What Introverts Do When Attacked

     Extroverts are people whose vitality and optimism increase when they're around other people.  When they have to be alone for extended periods of time they feel drained and lonely.  They usually choose professions that involve interactions with lots of people.
     When introverts are required to spend time with people, their energy is depleted and they feel strangely empty.  But when they're alone, they gain vitality and optimism.  As a rule, introverts choose jobs that allow them to work by themselves.  When they're required to function in large groups or engage in conversation with others, they tire easily. 
     Extroverts deal with stress by calling friends and relatives, and spending time in social settings.   They may spend a lot of time out, if only to shop or be in a crowd.  They like bumping into people they know.  They join groups:  health clubs, yoga, Zumba, educational classes, choir, convivial outings, or go to ball games, movies, musical events and restaurants.
     Introverts deal with stress and recover from fatigue by spending quiet time on their own, reading, meditating, retiring into their own thoughts.  They prefer cooking at home to eating out, and when they schedule time with friends, they recharge later with solitude.
     Imagine an extrovert, raided by the FBI, wrongly implicated in a federal crime, and held in psychological limbo for years.  The extrovert would call everyone, talking out the accumulation of stress, and put together a plan for action.  Distractions might help:  parties, church, family time, bars, shopping, community work, travel, and more time on the job.
     The introvert, after a raid, would wish to disappear from view.  The safest haven would be invisibility--avoiding people, eschewing parties, and streamlining necessary trips to public places.  An introvert under attack would dread bumping into familiar people.  Introverts hide under the covers, so to speak, seeking out internal reserves of energy.  Encounters with friends are likely to be one-on-one--not tailgate parties and other group events. 
     It's not great for extroverts to be protected from their inner worlds, or for introverts to hide under the covers, even if they safest in these habitual surroundings.  Truly balanced extroverts learn how to be happy alone, and balanced introverts adapt to social life, profiting from interactions with others.  Extroverts and introverts tend to marry their opposites, which helps balance a one-sided stance toward life, and leads to wholeness.
     But stress taxes people's energy reserves, making them resort to primitive defenses.

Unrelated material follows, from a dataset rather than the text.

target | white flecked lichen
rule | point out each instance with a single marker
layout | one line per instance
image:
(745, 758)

     In my case, having been raided and held hostage, psychologically, if I could crawl into a cave and never come out again, I would.  I would read and think, and cook my meals like a primordial woman, and restore myself in the private world of nature.

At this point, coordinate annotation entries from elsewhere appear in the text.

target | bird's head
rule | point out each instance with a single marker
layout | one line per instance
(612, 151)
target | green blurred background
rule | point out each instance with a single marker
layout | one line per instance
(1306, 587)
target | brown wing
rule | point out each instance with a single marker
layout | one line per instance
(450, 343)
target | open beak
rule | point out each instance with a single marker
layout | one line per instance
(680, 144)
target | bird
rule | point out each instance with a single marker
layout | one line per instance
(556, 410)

     To counteract this tendency, I'm planning another trip to Washington, D.C. in a few weeks, and will meet again with congresspeople, pleading my case.

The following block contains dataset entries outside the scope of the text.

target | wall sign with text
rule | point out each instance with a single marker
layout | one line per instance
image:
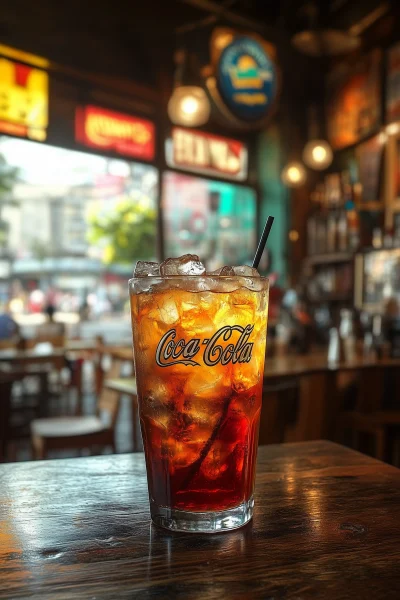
(114, 131)
(24, 100)
(246, 75)
(207, 154)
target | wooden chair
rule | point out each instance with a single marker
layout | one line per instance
(369, 418)
(82, 431)
(279, 398)
(6, 382)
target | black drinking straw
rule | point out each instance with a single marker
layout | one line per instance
(263, 241)
(195, 467)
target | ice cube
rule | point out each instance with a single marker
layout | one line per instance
(223, 272)
(246, 271)
(146, 269)
(189, 264)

     I am writing letters and calling representatives now, although I understand that my voice and cause are unlikely to be interesting to members of Congress.  These puffed-up public servants (most of whom are extroverts) are more comfortable in the company of lobbyists who know how to talk to them, and who are not forbidden, it seems, from proffering gifts, or sidestepping laws to solicit campaign money, thereby drawing attention away from lowly civilians and focusing the congressional limelight on their corporate--or private--political requirements.
     While most ordinary people consider lobbying tactics reprehensible, no one is doing much about it.  The very lobbyists who should be ousted from Washington are lobbying to guarantee their continued presence there.
     What can the rest of us do?  How can we change our country from a two-party, corporate industry-run government to a multi-party system, a place where campaign contribution laws are enforced, and campaign money is equalized for all eligible candidates, and kept to a minimum?
     There must be a little civic hope left in me, or I wouldn't be going to Washington again.  I hope some people in Congress do really care about representing ordinary people whose problems are concrete and fixable, who see something wrong with the country and want to make it right.
     That's why I'm overriding my introverted inclination to run for cover.  It's why I'm joining forces again with our class-action group, appealing to Congress one representative at a time, when it's back in session this month.  We are demanding justice.
     Justice!  Isn't this what we need from our government?  Can anyone in Washington hear all of us,  out here in America?